Leverage is like Marmite in the world of ETFs - you either love it or you hate it. Recent figures from Barclays Stockbrokers show leveraged long and short ETFs featuring in the top 10 most popular purchases by retail investors, with a ‘super short' FTSE 100 strategy coming in second place.
These products, however, are seen by many as short-term trading vehicles only suitable for sophisticated investors able to frequently monitor markets.
The UK’s Financial Services Authority has gone as far as to warn leveraged ETFs are ‘generally unsuitable’ for the retail market, putting them on a par with complicated structured products. The industry regulator has even proposed publishing a list of products – potentially including leveraged ETFs – to be considered unfit for retail investors from the outset.

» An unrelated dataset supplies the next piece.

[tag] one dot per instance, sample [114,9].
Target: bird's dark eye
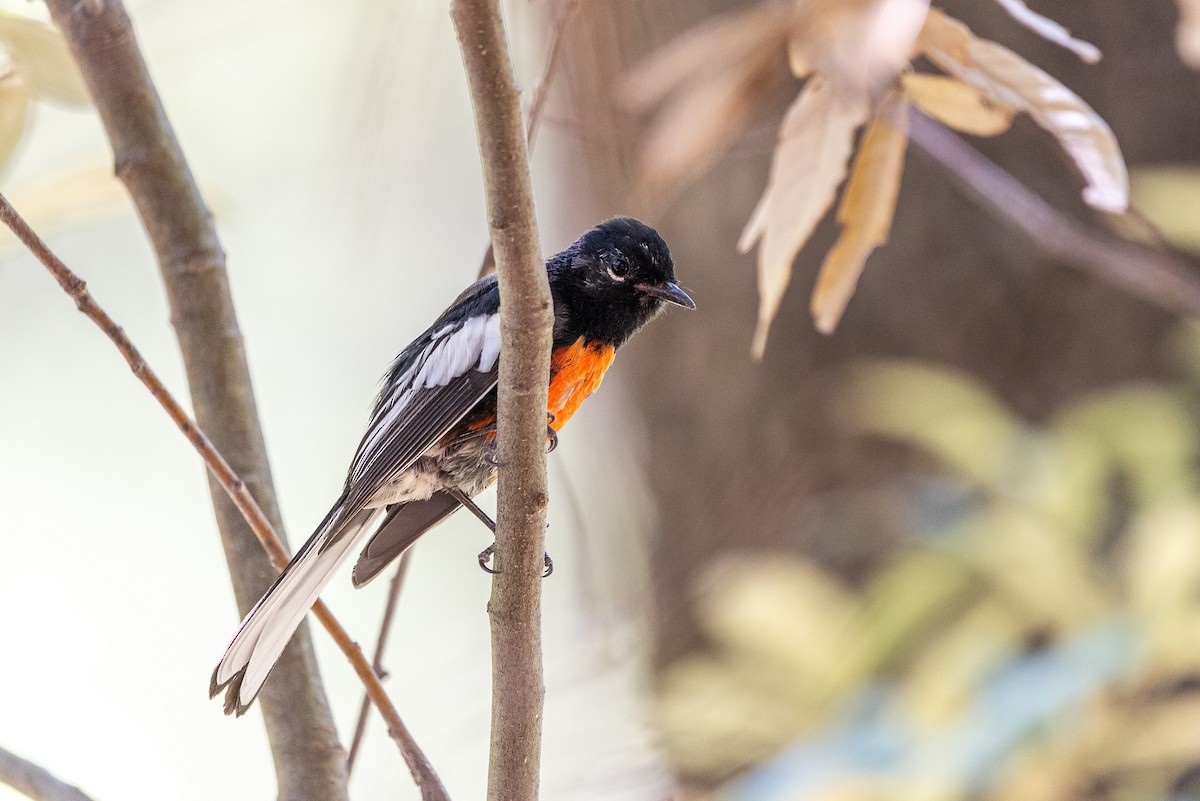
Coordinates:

Concern largely stems from the fact leveraged long and short products imply the delivery of ‘two-times’ the index performance, although returns can vary widely depending on the time horizon of the investor. Daily rebalancing means the ‘two-times’ index performance is generated on a daily basis and not necessarily over longer periods.

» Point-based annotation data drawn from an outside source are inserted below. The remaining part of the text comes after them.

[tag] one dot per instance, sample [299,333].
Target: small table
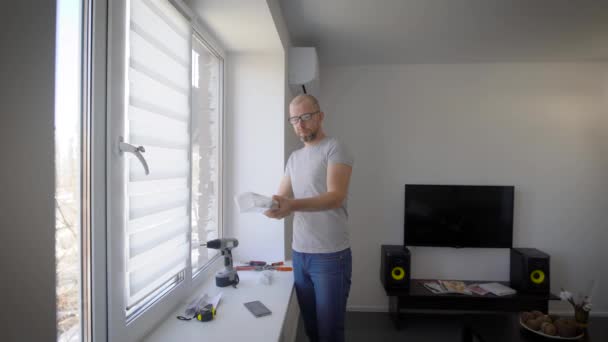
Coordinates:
[419,297]
[505,328]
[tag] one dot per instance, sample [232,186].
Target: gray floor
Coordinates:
[376,326]
[494,327]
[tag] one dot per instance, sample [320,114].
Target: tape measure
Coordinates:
[207,314]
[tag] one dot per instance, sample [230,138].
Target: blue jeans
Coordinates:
[322,282]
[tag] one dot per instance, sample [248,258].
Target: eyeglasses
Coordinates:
[294,120]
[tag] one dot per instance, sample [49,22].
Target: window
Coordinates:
[68,171]
[164,160]
[157,114]
[206,154]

However, RBS has recently unveiled monthly leveraged ETFs, which smooth returns over longer periods, making leveraged performance consistent for periods greater than one day.
Time will show how popular these monthly rebalanced funds become among retail, but in the meantime there is clearly demand for leveraged ETFs, as the stockbroker’s figures show. With more leveraged products in the pipeline and rising investor demand, it would be wise for the FSA to encourage education rather than denigrate these products and risk casting a shadow over ETFs.
After all, this is one of the vehicles they say advisers should consider in line with the Retail Distribution Review and are likely to become a popular, mainstream proposition for retail investors.